Tuesday, August 24, 2010

Karzai: Private contractors ‘looting and stealing,’ working with terrorists

Daniel Tencer
Raw Story
Afghan President Hamid Karzai on Sunday defended his decision to ban private security contractors from operating in public in Afghanistan, saying many of the organizations tasked with providing security are engaging in terrorist activities, working with “Mafia-like” organizations and “looting and stealing from the Afghan people.”
Karzai also speculated that some groups may be acting as security contractors during the day and as terrorist groups “at nighttime.”
Last week, Karzai gave security contractors working in Afghanistanfour months to cease operations. In an interview with Christiane Amanpour on ABC’s This Week, the Afghan president said the move was necessary because the for-profit contractors were destabilizing the country’s fight against militants.
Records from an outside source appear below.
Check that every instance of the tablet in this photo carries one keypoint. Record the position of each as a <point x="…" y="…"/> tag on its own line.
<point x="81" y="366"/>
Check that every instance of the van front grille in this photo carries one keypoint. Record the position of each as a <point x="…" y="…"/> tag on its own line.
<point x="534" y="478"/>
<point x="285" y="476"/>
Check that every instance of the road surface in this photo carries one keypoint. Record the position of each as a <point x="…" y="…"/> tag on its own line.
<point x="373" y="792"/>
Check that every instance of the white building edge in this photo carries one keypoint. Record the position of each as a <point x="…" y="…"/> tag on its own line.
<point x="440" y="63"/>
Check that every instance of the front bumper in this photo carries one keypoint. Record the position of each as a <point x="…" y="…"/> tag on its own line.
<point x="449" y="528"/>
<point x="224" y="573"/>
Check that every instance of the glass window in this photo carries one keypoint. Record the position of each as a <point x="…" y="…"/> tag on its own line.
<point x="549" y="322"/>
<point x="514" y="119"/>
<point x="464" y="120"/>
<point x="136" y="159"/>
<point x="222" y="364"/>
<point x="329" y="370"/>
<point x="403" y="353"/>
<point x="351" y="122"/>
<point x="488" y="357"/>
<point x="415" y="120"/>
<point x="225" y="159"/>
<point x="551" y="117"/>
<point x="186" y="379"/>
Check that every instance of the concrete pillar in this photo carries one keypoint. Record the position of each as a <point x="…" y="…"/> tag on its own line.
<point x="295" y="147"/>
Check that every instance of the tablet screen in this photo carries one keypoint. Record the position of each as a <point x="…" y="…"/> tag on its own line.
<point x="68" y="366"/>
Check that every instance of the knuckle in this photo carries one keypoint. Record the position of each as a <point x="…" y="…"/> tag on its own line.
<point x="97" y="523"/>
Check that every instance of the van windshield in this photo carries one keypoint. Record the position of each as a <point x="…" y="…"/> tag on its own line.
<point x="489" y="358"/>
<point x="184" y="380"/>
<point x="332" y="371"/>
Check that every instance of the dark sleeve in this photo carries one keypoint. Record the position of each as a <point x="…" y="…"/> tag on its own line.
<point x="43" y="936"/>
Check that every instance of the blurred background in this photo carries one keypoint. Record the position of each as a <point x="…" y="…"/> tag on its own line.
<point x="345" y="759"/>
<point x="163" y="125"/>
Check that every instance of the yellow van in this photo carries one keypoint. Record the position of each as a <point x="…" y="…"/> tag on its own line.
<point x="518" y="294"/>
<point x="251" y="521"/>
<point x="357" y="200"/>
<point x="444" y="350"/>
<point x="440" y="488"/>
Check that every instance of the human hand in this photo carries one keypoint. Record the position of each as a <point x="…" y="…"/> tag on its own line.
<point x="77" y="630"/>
“We’ve decided to bring an end to the presence of these security companies who are running a parallel security structure to the Afghan government,” Karzai said, “who are not only causing corruption in this country, but who are looting and stealing from the Afghan people, who are causing a lot of harassment to our civilians, who we don’t know whether they are security companies in daytime and then some of them turn into terroristic groups at nighttime.”
Karzai argued that security contractors “are wasting billions of dollars in resources and they are definitely an obstruction, an impediment in a most serious manner, to the growth of Afghanistan’s security institutions, the police and army.”